Writing is a solitary pursuit much of the time. While this keeps me pretty happy most of the time (not having to depend on anyone, being alone with my thoughts, having no one to answer to), sometimes it can be a real drag. Sometimes I need to reach out and ask for help, which can be difficult. But when I get to these points, I do:
- When Inspiration leaves
Sometimes inspiration can be fickle. It flits through the window late one summer evening, only to trudge out the door the minute I turn my back. That idea that sounded amazing yesterday? Yeah, that was just a rock. And now I’m worried that it’s becoming a stone around my neck and Ill drown any second (I have a flair for drama.). So I reach out. Find someone. Breathe. The truth is, inspiration is probably still there. My inner critic probably just beat the crap out of it when I wasn’t looking, like Cinderella’s stepsisters. Now it’s hiding like a wild animal, and I need some help coaxing it back out again. So what would you do to recapture a frightened animal? You’d ask for help! So call a friend. Tell them you had an idea and you think it sucks. Talk it through. If they’re your friend, they’ll help you bring it back out from the shadows, make any necessary repairs to it, and release it back into the wild of your imagination.

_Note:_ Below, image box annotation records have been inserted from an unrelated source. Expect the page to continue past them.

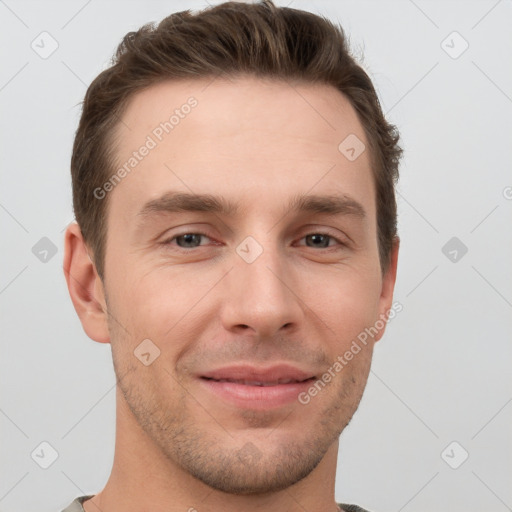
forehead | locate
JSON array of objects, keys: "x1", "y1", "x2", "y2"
[{"x1": 111, "y1": 73, "x2": 374, "y2": 220}]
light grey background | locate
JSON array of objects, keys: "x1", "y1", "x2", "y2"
[{"x1": 0, "y1": 0, "x2": 512, "y2": 512}]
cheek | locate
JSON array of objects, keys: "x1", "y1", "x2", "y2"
[{"x1": 308, "y1": 268, "x2": 381, "y2": 346}]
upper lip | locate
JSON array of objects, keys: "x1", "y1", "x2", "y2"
[{"x1": 200, "y1": 364, "x2": 314, "y2": 383}]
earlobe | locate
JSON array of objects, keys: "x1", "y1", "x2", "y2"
[
  {"x1": 375, "y1": 236, "x2": 400, "y2": 341},
  {"x1": 64, "y1": 222, "x2": 110, "y2": 343}
]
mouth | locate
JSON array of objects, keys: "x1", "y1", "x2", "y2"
[
  {"x1": 199, "y1": 365, "x2": 316, "y2": 410},
  {"x1": 202, "y1": 377, "x2": 314, "y2": 386}
]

- When I Don’t Know Enough
I know someone who is writing a script about competitive roller skating. Yep, you read that right. When she told me about this idea, I felt my heart beat faster with excitement. It was a fantastic idea! And then as a knot grew in my stomach, I became grateful that it wasn’t my idea or my project. Because I already knew I knew nothing about it. Knowing nothing (or not enough) can be death to momentum. You find yourself, staring at a blank page, wondering what the difference is between an Asian Swallow and an American Swallow, and why it’s important to your character, and how that shapes your plot, and why you wrote a swallow into your book in the first place. Why did you have to get all fancy and call it a swallow in the first place? Why couldn’t you just be normal and say it was a fucking bird?! Stop. Breathe. Reach out. If you don’t have a friend who knows about birds, try the Google machine. Try a zoo. Or a university. Or another book! Just try to find more information. You may decide the difference is not important, freeing you up to write whatever you want. Or you may learn that there are marked differences, which will affect your story in new and exciting ways. Either way, knowledge has given you the permission and the ability to move forward.

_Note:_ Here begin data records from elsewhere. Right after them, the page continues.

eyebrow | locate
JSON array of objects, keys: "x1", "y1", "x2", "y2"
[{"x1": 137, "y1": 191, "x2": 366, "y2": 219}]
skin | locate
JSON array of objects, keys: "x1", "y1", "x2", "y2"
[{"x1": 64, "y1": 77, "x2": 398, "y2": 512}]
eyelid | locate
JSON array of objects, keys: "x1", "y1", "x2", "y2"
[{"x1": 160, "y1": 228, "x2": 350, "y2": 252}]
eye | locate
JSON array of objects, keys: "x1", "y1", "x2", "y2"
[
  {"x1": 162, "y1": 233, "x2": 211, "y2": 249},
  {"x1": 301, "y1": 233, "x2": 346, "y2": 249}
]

- When My Character Gives Me the Silent Treatment
Now and then, my protagonist stops talking. I don’t know if it’s because they don’t like the clothes I gave them, or if they’re too ugly or too short, but they just stop telling me what they want to say and do. And I feel like I’m dead to them, which is a horrifying place to be. If you find yourself here, call your buddy. What would they do if said story circumstance happened to them? What would another person they know do? Or how would they react? Talk about your character as if they are real (because really, aren’t they??) and work with someone else to talk through their problems. It’s like gossip, but without the harmful side effects.
- When I’m Tired
Sometimes I type a word and think, “What’s the damn point? No one’s going to read this crap anyway.” This is the height of self-deprecating crap that indicates I’m tired and cranky. I may be writing words, but I’m not feeling them. I’m drained, and I feel like I’m spinning my wheels. So, when your farm truck gets stuck in the mud up to the rims (or deeper), and you’re not going anywhere, and mud is just spewing in every direction, what do you do? Well, you don’t keep spinning. You go have a beer. I’d have bourbon. But the point is, find someone and unwind. Unburden yourself while the mud congeals and dries. When you come back to the truck, you may just see a new solution as if you’re looking at the problem with new eyes. Only then can you get unstuck.
- When I’m Almost Done
This is a two-fold time. It’s time to start celebrating, and time to double down on the seriousness of what I’m doing. Why do people always hang out at mile 25 of the marathon instead of mile 1 to cheer? Because that’s the hardest mile. It’s the place when people need the most encouragement. Their bodies are about to give out, they’re shaking and wobbly, and seeing that cheerleader yelling away and clapping is the ultimate transfer of energy. So find it. Use it. Finish, and celebrate.